Areas far from the equator are distorted in terms of their distances and are shown much larger than they actually are. This is one of the major issues with a projection of a globe onto a cylinder area. This is why Greenland, Russia and Canada shrink so much in height and width in the animation, they are fairly high in latitude in the Northern Hemisphere. Also important is that the closer you are to the poles, the more the distortion when a country is shown on the Mercator projection. Since longitude lines converge at the poles, but are parallel on a Mercator, the closer a part of a country is to the poles, the more that part will get stretched wider relative to a part of a country that is not as close to the poles. As a clear example, see what happens to the southern part of Australia, relative to the northern end. Similarly, the latitude lines also get further apart on a Mercator projection, while on a globe they stay equidistant. This means that the parts of countries that are nearer the poles will get taller, i.e. stretched out from a north-south perspective relative to parts of countries that are further from the poles. You can see this clearly in the northern ends of Russsia and Greenland, where the tops get smushed down.

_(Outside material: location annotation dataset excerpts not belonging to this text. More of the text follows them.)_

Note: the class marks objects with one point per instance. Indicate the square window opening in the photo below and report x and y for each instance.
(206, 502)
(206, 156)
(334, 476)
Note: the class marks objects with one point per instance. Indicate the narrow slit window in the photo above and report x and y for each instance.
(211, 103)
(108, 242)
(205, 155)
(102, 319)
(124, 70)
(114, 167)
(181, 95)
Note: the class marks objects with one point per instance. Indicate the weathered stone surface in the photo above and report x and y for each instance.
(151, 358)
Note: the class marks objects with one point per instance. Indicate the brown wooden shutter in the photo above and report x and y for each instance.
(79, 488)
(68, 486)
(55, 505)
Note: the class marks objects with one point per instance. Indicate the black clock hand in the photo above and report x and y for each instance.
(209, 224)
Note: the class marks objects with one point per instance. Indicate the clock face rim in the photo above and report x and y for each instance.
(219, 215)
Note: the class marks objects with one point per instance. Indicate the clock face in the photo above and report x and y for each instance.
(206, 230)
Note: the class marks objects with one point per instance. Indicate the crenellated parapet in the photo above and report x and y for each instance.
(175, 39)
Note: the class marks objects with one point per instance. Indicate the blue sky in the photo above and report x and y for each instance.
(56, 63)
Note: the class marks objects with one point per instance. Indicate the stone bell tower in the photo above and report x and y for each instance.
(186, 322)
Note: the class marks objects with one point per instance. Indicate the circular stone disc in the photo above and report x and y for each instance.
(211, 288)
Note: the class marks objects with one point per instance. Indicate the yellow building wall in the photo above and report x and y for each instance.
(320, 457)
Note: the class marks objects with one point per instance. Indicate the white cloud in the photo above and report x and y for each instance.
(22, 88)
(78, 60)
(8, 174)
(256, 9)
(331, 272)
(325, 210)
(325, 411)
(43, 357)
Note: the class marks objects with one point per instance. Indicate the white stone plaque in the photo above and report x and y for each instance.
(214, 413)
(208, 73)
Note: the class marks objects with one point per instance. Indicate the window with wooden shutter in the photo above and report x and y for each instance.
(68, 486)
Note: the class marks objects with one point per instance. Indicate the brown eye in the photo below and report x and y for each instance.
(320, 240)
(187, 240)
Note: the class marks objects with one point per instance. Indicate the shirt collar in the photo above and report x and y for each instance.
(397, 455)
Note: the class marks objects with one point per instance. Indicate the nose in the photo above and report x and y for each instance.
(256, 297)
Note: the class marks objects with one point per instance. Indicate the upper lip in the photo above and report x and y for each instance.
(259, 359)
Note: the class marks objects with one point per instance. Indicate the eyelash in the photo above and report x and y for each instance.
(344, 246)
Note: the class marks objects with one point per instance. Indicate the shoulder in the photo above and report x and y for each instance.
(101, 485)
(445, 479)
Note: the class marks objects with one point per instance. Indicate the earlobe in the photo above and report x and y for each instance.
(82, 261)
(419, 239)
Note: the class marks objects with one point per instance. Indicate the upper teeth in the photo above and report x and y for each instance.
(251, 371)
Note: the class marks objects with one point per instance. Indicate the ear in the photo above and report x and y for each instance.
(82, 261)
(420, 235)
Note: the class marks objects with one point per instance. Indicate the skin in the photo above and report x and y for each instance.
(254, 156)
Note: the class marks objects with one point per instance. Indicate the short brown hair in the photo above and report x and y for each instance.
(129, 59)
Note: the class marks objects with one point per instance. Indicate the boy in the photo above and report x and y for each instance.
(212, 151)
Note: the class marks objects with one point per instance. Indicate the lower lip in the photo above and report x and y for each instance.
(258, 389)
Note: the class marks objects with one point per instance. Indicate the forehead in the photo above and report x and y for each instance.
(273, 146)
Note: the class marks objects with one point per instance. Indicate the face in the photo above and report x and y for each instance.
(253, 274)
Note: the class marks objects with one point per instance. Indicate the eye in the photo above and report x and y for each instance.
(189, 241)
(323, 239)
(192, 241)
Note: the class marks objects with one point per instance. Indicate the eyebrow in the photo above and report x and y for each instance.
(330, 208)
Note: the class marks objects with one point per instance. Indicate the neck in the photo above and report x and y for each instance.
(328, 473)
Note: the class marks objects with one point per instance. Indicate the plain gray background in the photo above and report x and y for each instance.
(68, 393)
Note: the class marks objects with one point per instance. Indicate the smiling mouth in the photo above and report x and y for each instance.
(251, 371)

This next graph shows each country plotted with their actual land area and apparent land area as shown on a Mercator projection. The further the countries are from the 1:1 line the greater the overestimate of their size from the Mercator (also color coded to be red). It is a logarithmic plot showing many different orders of magnitude in country size. The table also shows the top 10 countries whose size is overestimated (and the difference in land area in square kilometers or as a percentage reduction from the size in the Mercator projection).
As it shows, Greenland is the country that has the largest percent difference between its apparent size in a Mercator projection and it’s real size (it’s only about 1/4 of the apparent size). And Russia is the country with the largest absolute difference between these two sizes.
This is the original graph that keeps the shape of the countries exactly the same and just scales the size. This is incorrect because as you move towards the poles the distances between longitude lines decreases. As a result the tops (northern ends) of countries will shrink more than the bottoms (southern ends) of countries in the Northern Hemisphere and vice versa in the Southern Hemisphere.
I calculated the area in two ways, one assuming latitude and longitude are rectangular coordinates (i.e. Mercator projection) and the other was the actual area.
The new coordinates needed to draw the “real size” of the countries are derived by calculating the distance between the center of the country and each of the coordinates in the country’s shapefile. As you move towards the poles on a globe, the distance between longitude lines decreases as a function (cosine) of latitude. In a mercator projection, the longitude lines are shown as equi-distant regardless of latitude. In this calculation, we create a new set of coordinates by calculating the distance between the center of the polygon and each set of coordinates and change the coordinates to reflect the shrinking of distance between longitude lines as you head towards the poles.
In the previous version of this animation, I calculated the latitude and longitude coordinates for the outline of the “real” size by modifying the original latitude and longitude by the ratio of these two areas to draw the new smaller, “real” country size.